On April 15, gangster-politician Atiq Ahmed and his brother Ashraf were gunned down on live television as a police party was escorting them for an medical examination in a hospital in Prayagraj.
For many residents of Prayagraj, the shooting of the former MP revived memories of a similar crime 18 years ago.
On January 25, 2005, Bahujan Samaj Party MLA Raju Pal came under a hail of gunfire at a petrol pump. He was chased and shot dead – allegedly by Ahmed’s men. The assailants kept firing bullets at Pal all the way to the hospital where he was taken.
The killing of Ahmed, a local strongman, came two days after the extra-judicial killing of his son, Asad.
The mainstream media triumphantly circulated photos of the bodies of Atiq and Ashraf Ahmed at the encounter site. Ministers of the ruling Bharatiya Janata Party justified the killings as “divine justice”.
There is a more sinister irony to all this: the methods being used in Uttar Pradesh’s “war on crime” in Uttar Pradesh increasingly resemble the methods associated with “bāhubali” – or strongman – politics.
The defining features of strongman politics include the assertion of power beyond the law (often through spectacular, violent acts), seizing some aspects of judicial and administrative functions and sidestepping or twisting legal procedures and mechanisms.
Even as commentators highlight the decline in the influence of “bahubalis” in Uttar Pradesh because of the popular majoritarian government of Chief Minister Adityanath is in power, the strongman idiom seems to be the order of the day.
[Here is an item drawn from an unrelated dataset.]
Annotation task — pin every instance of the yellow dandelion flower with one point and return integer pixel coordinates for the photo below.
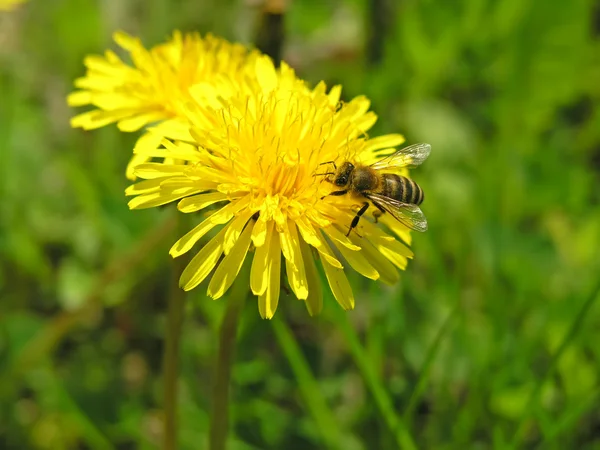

This can be seen in the “instant justice” meted out by the authorities through illegal bulldozer demolitions of the homes of people (most often Muslims) merely accused of violating the law , demonising farmers protesting against controversial agricultural laws (with a minister’s son mowing some of them down in an SUV) and spectacular, extrajudicial killings by the police.
Since he came to power in 2017, Adityanath has threatened to respond to guns with guns, to grind the mafia to dust, to shoot down criminals and exact revenge from those involved in the protests against the anti-Muslim Citizenship Amendment Act. This has proved to be more than mere rhetoric.
The strongman as chief minister
Even before Adityanath gained popularity as the “bulldozer baba”, the high priest of the Gorakhnath Math had built his reputation as a decisive strongman politician. When Adityanath’s career began in 1999 as a member of parliament, the mainstream media said he was noted for having unleashed a “reign of terror”.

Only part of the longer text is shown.